Pero la ráfaga de Fouad es la chispa para que otros diez milicianos (algunos, de 7 años) repitan el funesto rito.

Salen de una pieza amplia, blanca, chata, con paredes pintadas estilo naïf -soldados y banderas-, y cortejan a la muerte con la soltura de chicos que juegan a la pelota. Le pregunto a Kamel cómo era posible. Su respuesta lo explica todo:

-¿Por qué no, si se entrenan todos los días?

Y me abraza como a un adlátere o a un cómplice, con sus negros ojos encendidos por la hazaña, mientras Fouad y el resto de la tropa elevan sus dedos al cielo con la V de la victoria.

Fouad, de 11 años, y el resto de la tropa saludan al periodista mientras hacen la V de la victoria, para la cámara de Serra.
Fouad, de 11 años, y el resto de la tropa saludan al periodista mientras hacen la V de la victoria, para la cámara de Serra.

El largo día en el campamento termina casi al ponerse el sol. Jasim y su taxi me esperan.

Salimos. Yo, esta vez, sin venda en los ojos. Sin duda su servicio de inteligencia ha comprobado mi inocencia. Saben que no soy un espía. Mientras atravesamos calles desiertas -sólo soldados en pie de guerra- con edificios destruidos por la metralla que apenas se mantienen en pie, saco cuentas, como Robinson en la isla.

Tengo a favor una gran nota.

Exclusiva, supongo, porque muy pocos o ningún periodista ha llegado al corazón de ese campamento palestino. Uno de los tantos refugios secretos de Arafat.

Tengo, a favor también, más de veinte rollos con imágenes estremecedoras. Tengo –no sé si a favor o en contra– dos salvoconductos.

Pero sin duda no me servirán si por ignorancia entro en un territorio donde esos pases son papel mojado, y seré hombre preso o muerto.

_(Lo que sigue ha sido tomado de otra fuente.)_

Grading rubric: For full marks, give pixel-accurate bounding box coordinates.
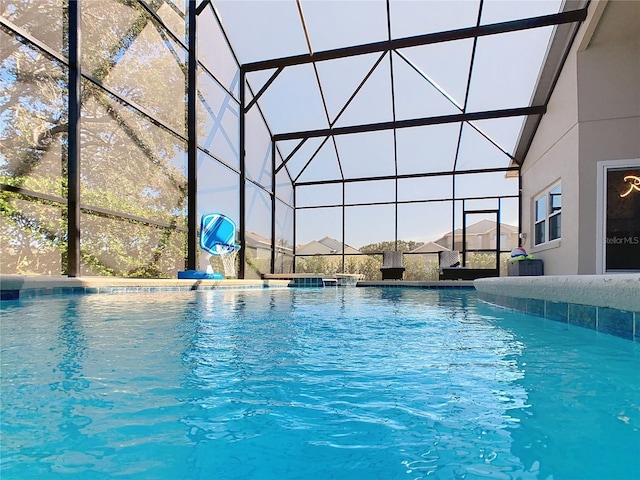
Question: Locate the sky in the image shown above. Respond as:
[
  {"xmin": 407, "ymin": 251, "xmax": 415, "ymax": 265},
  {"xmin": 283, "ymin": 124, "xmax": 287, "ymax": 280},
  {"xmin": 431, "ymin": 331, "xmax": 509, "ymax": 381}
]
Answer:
[{"xmin": 202, "ymin": 0, "xmax": 561, "ymax": 247}]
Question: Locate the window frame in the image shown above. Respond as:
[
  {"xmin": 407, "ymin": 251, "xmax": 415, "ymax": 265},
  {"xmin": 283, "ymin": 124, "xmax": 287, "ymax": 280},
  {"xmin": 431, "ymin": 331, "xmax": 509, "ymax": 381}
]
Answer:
[{"xmin": 533, "ymin": 182, "xmax": 562, "ymax": 247}]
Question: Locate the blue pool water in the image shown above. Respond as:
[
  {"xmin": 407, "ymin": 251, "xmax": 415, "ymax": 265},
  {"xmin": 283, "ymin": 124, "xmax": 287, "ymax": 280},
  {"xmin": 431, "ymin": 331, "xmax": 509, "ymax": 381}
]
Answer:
[{"xmin": 0, "ymin": 288, "xmax": 640, "ymax": 480}]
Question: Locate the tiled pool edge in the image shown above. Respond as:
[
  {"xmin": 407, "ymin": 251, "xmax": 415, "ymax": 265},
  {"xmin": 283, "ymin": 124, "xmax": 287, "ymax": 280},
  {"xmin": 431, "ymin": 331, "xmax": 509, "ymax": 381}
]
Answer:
[
  {"xmin": 474, "ymin": 275, "xmax": 640, "ymax": 342},
  {"xmin": 0, "ymin": 275, "xmax": 289, "ymax": 301},
  {"xmin": 0, "ymin": 274, "xmax": 473, "ymax": 301}
]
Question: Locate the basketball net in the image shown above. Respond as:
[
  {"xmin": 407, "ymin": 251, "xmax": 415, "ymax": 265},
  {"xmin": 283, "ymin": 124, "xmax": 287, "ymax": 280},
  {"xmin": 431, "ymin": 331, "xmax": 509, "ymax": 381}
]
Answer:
[{"xmin": 220, "ymin": 250, "xmax": 238, "ymax": 278}]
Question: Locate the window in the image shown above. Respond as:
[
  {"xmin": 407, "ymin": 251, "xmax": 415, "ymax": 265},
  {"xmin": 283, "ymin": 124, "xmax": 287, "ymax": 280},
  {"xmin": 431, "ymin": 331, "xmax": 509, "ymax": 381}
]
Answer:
[{"xmin": 534, "ymin": 185, "xmax": 562, "ymax": 245}]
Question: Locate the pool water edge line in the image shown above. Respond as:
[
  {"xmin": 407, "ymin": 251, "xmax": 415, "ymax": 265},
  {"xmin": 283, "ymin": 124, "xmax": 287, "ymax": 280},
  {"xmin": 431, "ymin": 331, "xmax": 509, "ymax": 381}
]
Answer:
[{"xmin": 478, "ymin": 292, "xmax": 640, "ymax": 342}]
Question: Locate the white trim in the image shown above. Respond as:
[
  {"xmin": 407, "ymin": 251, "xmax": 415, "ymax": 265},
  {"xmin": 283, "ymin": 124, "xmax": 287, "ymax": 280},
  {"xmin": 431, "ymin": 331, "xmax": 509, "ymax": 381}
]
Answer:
[
  {"xmin": 531, "ymin": 178, "xmax": 562, "ymax": 251},
  {"xmin": 596, "ymin": 158, "xmax": 640, "ymax": 275}
]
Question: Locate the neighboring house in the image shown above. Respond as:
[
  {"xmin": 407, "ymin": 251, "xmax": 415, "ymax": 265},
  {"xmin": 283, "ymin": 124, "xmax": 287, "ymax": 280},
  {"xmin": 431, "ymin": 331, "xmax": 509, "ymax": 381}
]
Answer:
[
  {"xmin": 409, "ymin": 242, "xmax": 449, "ymax": 253},
  {"xmin": 430, "ymin": 220, "xmax": 518, "ymax": 251},
  {"xmin": 521, "ymin": 1, "xmax": 640, "ymax": 275},
  {"xmin": 296, "ymin": 237, "xmax": 362, "ymax": 255}
]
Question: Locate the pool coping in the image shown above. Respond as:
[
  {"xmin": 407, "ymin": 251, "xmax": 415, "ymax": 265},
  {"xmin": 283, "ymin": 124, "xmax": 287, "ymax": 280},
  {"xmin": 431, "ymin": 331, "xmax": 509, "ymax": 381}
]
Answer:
[{"xmin": 474, "ymin": 274, "xmax": 640, "ymax": 342}]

Beirut me parece un laberinto sin centro: la figura que Borges urdió como uno de los sinónimos del horror.

Una guerra de todos contra todos: larga, confusa, fanática, alejada de la razón y de cualquier esfuerzo de paz
Una guerra de todos contra todos: larga, confusa, fanática, alejada de la razón y de cualquier esfuerzo de paz

"Alfredo -me digo-, ¡es hora de rajar!". Jasmin me pregunta adónde vamos.

-Al hotel, y pronto.

Subo. Meto mi ropa a empujones en la única valija. Me llevo como mísero souvenir una pastilla de jabón con su envoltorio en árabe y una cara de mujer. Pago y saco pasaje para el primer avión a París.

Jasim se despide de mí a la usanza: un beso en cada mejilla, y una palabra imposible. "Paz".

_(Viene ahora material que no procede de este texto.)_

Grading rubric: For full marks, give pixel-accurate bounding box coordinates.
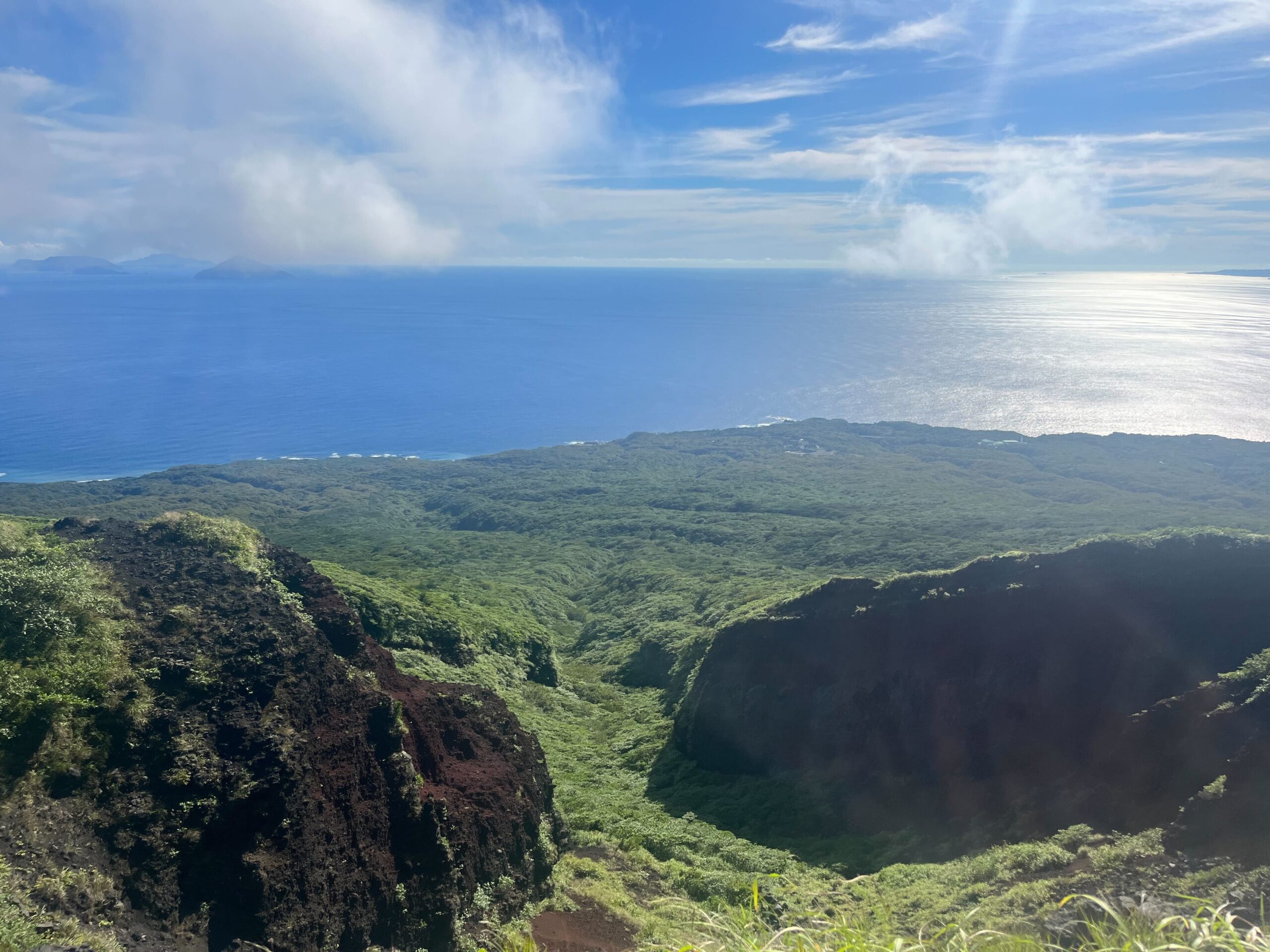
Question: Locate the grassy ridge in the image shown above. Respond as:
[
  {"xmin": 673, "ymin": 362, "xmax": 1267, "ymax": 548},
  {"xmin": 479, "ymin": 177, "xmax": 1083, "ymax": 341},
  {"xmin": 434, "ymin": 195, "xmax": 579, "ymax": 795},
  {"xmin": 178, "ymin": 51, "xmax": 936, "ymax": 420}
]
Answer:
[{"xmin": 0, "ymin": 420, "xmax": 1270, "ymax": 929}]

Ya en el aire, me premio con una pequeña botella de champagne francés Laurent Perrier que aún guardo en mi biblioteca. Uno de los salvoconductos -perdí el otro- y la etiqueta de jabón siguen en mi escritorio, enmarcados.

Nunca hice traducir el salvoconducto. Aunque su texto sea previsible, prefiero la incógnita. El misterio.